Rust-like scripting language

I have no idea of the details but my understanding from various presentations is that modern Javascript engines like V8 tackle this problem by not optimizing code for a given type during start up. But if they notice that a particular function is used repeatedly with the same type parameters at run time then they will then JIT the function for use with those types so that it runs faster the next time it is called. Similarly they optimize structure access if they do not change their shape.

Then if the program ever calls the functions with different type parameters or modifies a structure shape those JIT optimizations are thrown away and it reverts to regular interpreting.

My experiments with V8 bear out this suggestion. I have seen JS programs start out slow on the first few iterations and then get into their stride.

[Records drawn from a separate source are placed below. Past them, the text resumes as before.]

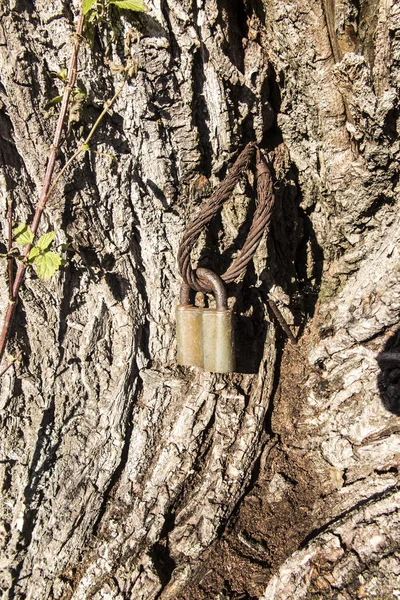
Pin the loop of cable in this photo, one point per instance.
(260, 224)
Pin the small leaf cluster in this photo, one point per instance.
(46, 261)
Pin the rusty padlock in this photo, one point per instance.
(205, 335)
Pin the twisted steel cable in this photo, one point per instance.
(260, 224)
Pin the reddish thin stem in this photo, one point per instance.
(71, 78)
(10, 260)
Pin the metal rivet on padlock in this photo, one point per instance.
(189, 331)
(218, 335)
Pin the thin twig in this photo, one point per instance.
(282, 321)
(71, 79)
(10, 259)
(83, 147)
(10, 364)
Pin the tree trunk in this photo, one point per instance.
(125, 476)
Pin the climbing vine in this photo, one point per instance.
(39, 254)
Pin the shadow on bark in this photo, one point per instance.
(389, 377)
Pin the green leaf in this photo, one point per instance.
(87, 5)
(33, 254)
(136, 5)
(23, 234)
(53, 102)
(47, 263)
(45, 240)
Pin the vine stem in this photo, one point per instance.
(44, 194)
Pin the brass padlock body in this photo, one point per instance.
(205, 336)
(189, 335)
(218, 341)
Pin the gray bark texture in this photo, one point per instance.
(123, 475)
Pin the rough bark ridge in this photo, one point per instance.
(118, 468)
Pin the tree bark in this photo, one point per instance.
(123, 474)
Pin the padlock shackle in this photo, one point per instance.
(217, 285)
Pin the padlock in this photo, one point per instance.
(205, 336)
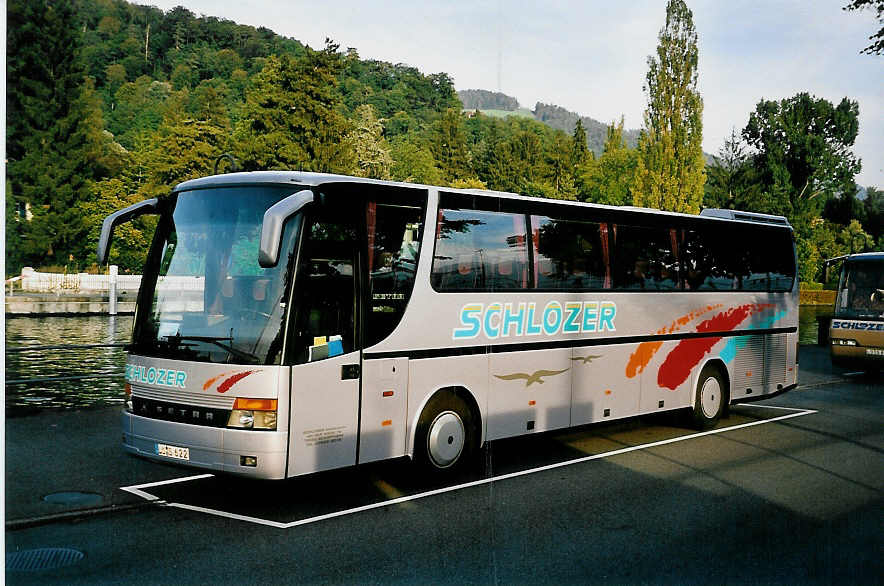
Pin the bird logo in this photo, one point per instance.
(587, 359)
(530, 379)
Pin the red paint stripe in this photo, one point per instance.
(225, 386)
(687, 354)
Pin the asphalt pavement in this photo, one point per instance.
(787, 491)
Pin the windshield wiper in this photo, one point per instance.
(217, 341)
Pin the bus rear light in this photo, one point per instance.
(253, 414)
(255, 404)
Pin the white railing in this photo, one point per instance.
(32, 281)
(35, 282)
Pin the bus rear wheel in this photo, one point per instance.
(710, 398)
(446, 435)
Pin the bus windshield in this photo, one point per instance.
(209, 300)
(861, 291)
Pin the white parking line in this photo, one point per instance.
(137, 488)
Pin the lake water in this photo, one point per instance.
(109, 362)
(70, 394)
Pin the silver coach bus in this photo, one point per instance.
(293, 322)
(856, 333)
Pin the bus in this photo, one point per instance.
(291, 322)
(856, 334)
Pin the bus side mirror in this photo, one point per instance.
(148, 206)
(274, 220)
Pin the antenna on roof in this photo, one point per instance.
(233, 166)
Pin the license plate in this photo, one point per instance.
(173, 452)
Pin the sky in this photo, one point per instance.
(591, 57)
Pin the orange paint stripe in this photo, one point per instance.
(212, 380)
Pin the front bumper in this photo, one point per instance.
(211, 448)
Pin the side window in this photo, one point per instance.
(394, 234)
(773, 260)
(569, 255)
(326, 292)
(646, 258)
(478, 250)
(713, 262)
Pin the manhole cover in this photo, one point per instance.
(47, 558)
(73, 498)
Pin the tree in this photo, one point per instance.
(609, 179)
(877, 46)
(671, 168)
(802, 154)
(580, 152)
(367, 137)
(413, 162)
(729, 178)
(292, 117)
(874, 213)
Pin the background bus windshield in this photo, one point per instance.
(212, 301)
(861, 292)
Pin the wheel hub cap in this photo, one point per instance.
(710, 397)
(445, 441)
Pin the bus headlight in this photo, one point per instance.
(253, 414)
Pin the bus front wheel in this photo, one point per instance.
(710, 398)
(446, 434)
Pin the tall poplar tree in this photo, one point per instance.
(671, 169)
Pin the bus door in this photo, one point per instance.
(322, 346)
(393, 231)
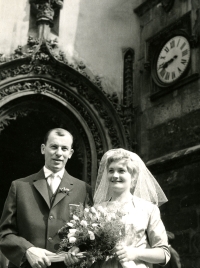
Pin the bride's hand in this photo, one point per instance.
(127, 253)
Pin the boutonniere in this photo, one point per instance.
(64, 190)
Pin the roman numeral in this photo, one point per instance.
(173, 75)
(185, 52)
(167, 76)
(183, 61)
(162, 73)
(160, 66)
(183, 45)
(179, 70)
(166, 49)
(172, 43)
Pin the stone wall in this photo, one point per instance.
(168, 125)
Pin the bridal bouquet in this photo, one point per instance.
(95, 231)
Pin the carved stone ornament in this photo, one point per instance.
(167, 4)
(46, 9)
(45, 59)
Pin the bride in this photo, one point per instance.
(124, 183)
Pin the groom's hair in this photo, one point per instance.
(59, 132)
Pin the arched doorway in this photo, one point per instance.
(28, 119)
(43, 91)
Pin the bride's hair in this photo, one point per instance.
(129, 163)
(146, 186)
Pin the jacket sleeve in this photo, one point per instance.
(88, 198)
(12, 245)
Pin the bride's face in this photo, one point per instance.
(120, 179)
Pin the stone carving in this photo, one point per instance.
(167, 4)
(46, 9)
(46, 59)
(126, 111)
(42, 87)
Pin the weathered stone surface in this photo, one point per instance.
(175, 134)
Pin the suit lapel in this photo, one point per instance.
(67, 183)
(41, 185)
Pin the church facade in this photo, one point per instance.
(115, 74)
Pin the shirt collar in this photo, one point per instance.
(48, 172)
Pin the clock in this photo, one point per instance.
(172, 61)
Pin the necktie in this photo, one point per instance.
(54, 182)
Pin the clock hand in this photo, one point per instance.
(165, 65)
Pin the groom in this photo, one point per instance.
(38, 206)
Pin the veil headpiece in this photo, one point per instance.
(146, 186)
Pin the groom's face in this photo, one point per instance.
(57, 150)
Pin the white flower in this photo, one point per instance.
(94, 224)
(75, 218)
(86, 210)
(72, 231)
(100, 208)
(93, 210)
(113, 217)
(70, 235)
(83, 223)
(72, 239)
(92, 236)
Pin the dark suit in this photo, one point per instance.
(30, 220)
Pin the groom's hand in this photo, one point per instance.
(127, 253)
(38, 257)
(70, 256)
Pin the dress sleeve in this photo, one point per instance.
(156, 233)
(12, 245)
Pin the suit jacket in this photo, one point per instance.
(29, 219)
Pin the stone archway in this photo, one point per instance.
(24, 122)
(46, 86)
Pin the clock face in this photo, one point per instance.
(173, 60)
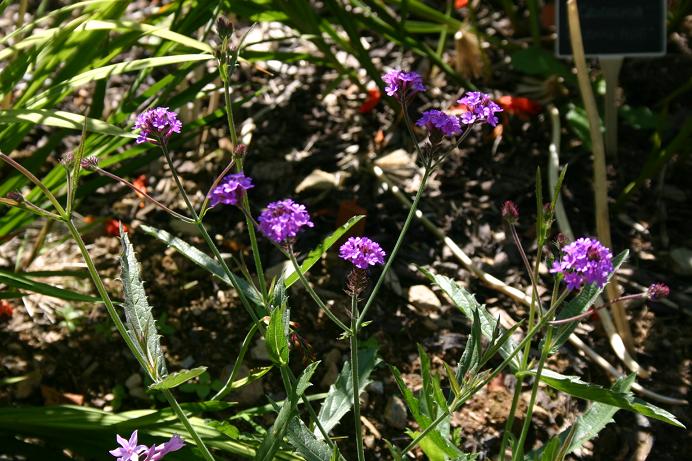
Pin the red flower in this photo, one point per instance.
(112, 227)
(373, 99)
(523, 107)
(6, 310)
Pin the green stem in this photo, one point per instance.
(205, 235)
(519, 447)
(186, 422)
(355, 381)
(314, 295)
(397, 245)
(458, 403)
(100, 287)
(228, 386)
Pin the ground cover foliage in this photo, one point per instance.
(240, 337)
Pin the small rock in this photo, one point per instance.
(423, 298)
(395, 413)
(682, 261)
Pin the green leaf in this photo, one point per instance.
(61, 119)
(340, 395)
(22, 282)
(177, 378)
(276, 336)
(318, 251)
(467, 304)
(575, 387)
(590, 423)
(305, 442)
(580, 304)
(204, 261)
(138, 313)
(274, 436)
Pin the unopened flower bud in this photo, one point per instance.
(658, 291)
(16, 196)
(224, 27)
(510, 212)
(240, 150)
(90, 162)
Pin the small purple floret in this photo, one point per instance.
(130, 451)
(479, 108)
(157, 124)
(362, 252)
(436, 120)
(584, 261)
(402, 84)
(282, 220)
(230, 190)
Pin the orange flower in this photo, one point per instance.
(112, 227)
(373, 99)
(523, 107)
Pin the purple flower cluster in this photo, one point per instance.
(282, 220)
(230, 190)
(156, 124)
(129, 450)
(437, 121)
(584, 261)
(479, 108)
(362, 252)
(402, 84)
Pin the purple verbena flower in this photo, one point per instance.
(128, 448)
(402, 84)
(479, 108)
(157, 124)
(130, 451)
(362, 252)
(282, 220)
(230, 190)
(584, 261)
(438, 122)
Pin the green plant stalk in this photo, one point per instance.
(519, 447)
(183, 419)
(228, 386)
(314, 295)
(458, 402)
(100, 287)
(355, 381)
(205, 235)
(397, 245)
(239, 167)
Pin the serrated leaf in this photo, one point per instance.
(177, 378)
(467, 304)
(204, 261)
(575, 387)
(138, 314)
(275, 336)
(317, 252)
(275, 435)
(340, 396)
(305, 442)
(579, 304)
(590, 423)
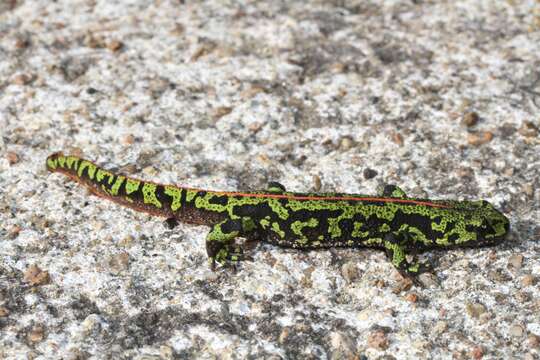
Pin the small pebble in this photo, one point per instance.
(350, 272)
(128, 139)
(36, 334)
(34, 276)
(22, 79)
(477, 352)
(119, 262)
(528, 189)
(475, 309)
(527, 280)
(12, 157)
(428, 280)
(440, 327)
(343, 346)
(480, 138)
(284, 335)
(533, 341)
(221, 111)
(515, 261)
(397, 138)
(413, 298)
(516, 331)
(115, 45)
(346, 143)
(377, 340)
(4, 312)
(528, 129)
(470, 119)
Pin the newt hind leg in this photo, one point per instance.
(220, 241)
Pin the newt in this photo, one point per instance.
(400, 225)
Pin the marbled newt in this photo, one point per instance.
(391, 221)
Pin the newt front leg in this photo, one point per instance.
(220, 245)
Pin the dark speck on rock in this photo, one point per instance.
(369, 173)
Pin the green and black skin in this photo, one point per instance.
(391, 221)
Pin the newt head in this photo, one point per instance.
(493, 224)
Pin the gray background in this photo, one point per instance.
(439, 97)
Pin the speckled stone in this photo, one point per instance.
(325, 95)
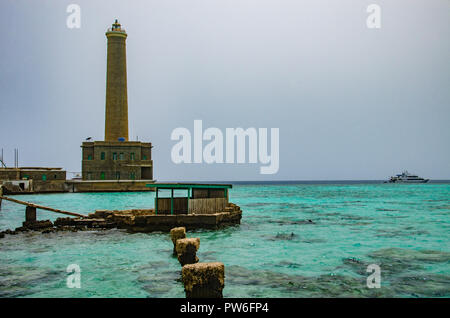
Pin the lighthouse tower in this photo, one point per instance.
(116, 158)
(116, 117)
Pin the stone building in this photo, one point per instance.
(116, 158)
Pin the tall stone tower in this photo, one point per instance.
(116, 158)
(116, 117)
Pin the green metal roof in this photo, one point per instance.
(188, 186)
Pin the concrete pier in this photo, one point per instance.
(203, 280)
(187, 250)
(176, 234)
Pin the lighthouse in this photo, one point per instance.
(116, 114)
(116, 157)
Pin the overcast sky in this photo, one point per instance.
(350, 102)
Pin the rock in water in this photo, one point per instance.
(175, 234)
(187, 249)
(203, 280)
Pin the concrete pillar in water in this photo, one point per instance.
(187, 250)
(116, 117)
(30, 214)
(203, 280)
(175, 234)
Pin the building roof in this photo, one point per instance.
(175, 185)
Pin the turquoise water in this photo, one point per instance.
(295, 240)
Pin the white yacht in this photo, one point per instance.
(406, 177)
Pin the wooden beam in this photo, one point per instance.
(37, 206)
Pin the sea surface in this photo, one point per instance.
(295, 240)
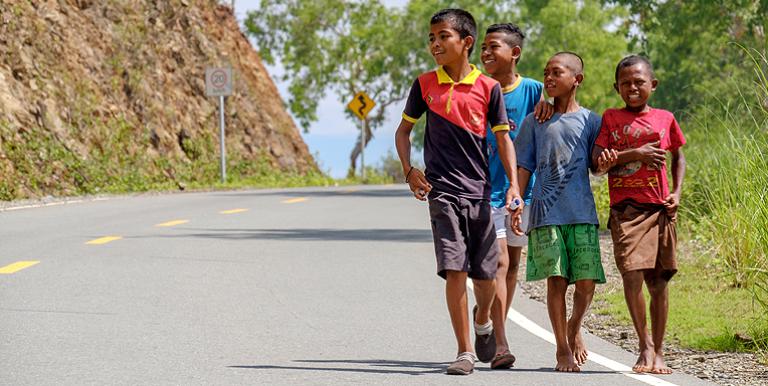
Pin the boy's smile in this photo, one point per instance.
(635, 84)
(445, 44)
(497, 56)
(559, 80)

It all sounds very hairy scary to me!

Being able to modify objects any how at run time certainly allows for quick and dirty hacking. But it does mean that in a large program it's hard to know what you are dealing with at any point in the source code.

JIT compilation provides various optimizations while benefitting from a quick start up. The main issue with JIT (if there even is one) is implementing one in an efficient manner, viz. one that compiles 'hot' code without interrupting execution. Although a JIT compiler can be easy to implement, writing a good one is difficult—naive implementations slow short programs down rather than speed them up.

IMO, elegant solutions arising from 'quick and dirty hacking' are the raison d'être for most scripting languages. When working on larger software projects written with a scripting language, I totally agree that static approaches should be taken.

In the context of this thread, I think that this is why @L0uisc suggested that Python complemented Rust. Although they differ in syntax and semantics, the underlying 'theme' of both languages is strikingly similar. They both straddle the line between imperative, functional, and object oriented. They both allow for rapid development within an expressive paradigm. However, because neither are used in exactly the same way for the exact same things, it's clear what the best language for a particular problem is. I think this similar-yet-complementary dynamic is why Rust is such a great systems language for Python developers, and why Python is such a great scripting language for Rust programmers.

1 Like

Yep.

That is why my current preferred languages are Rust and Javascript.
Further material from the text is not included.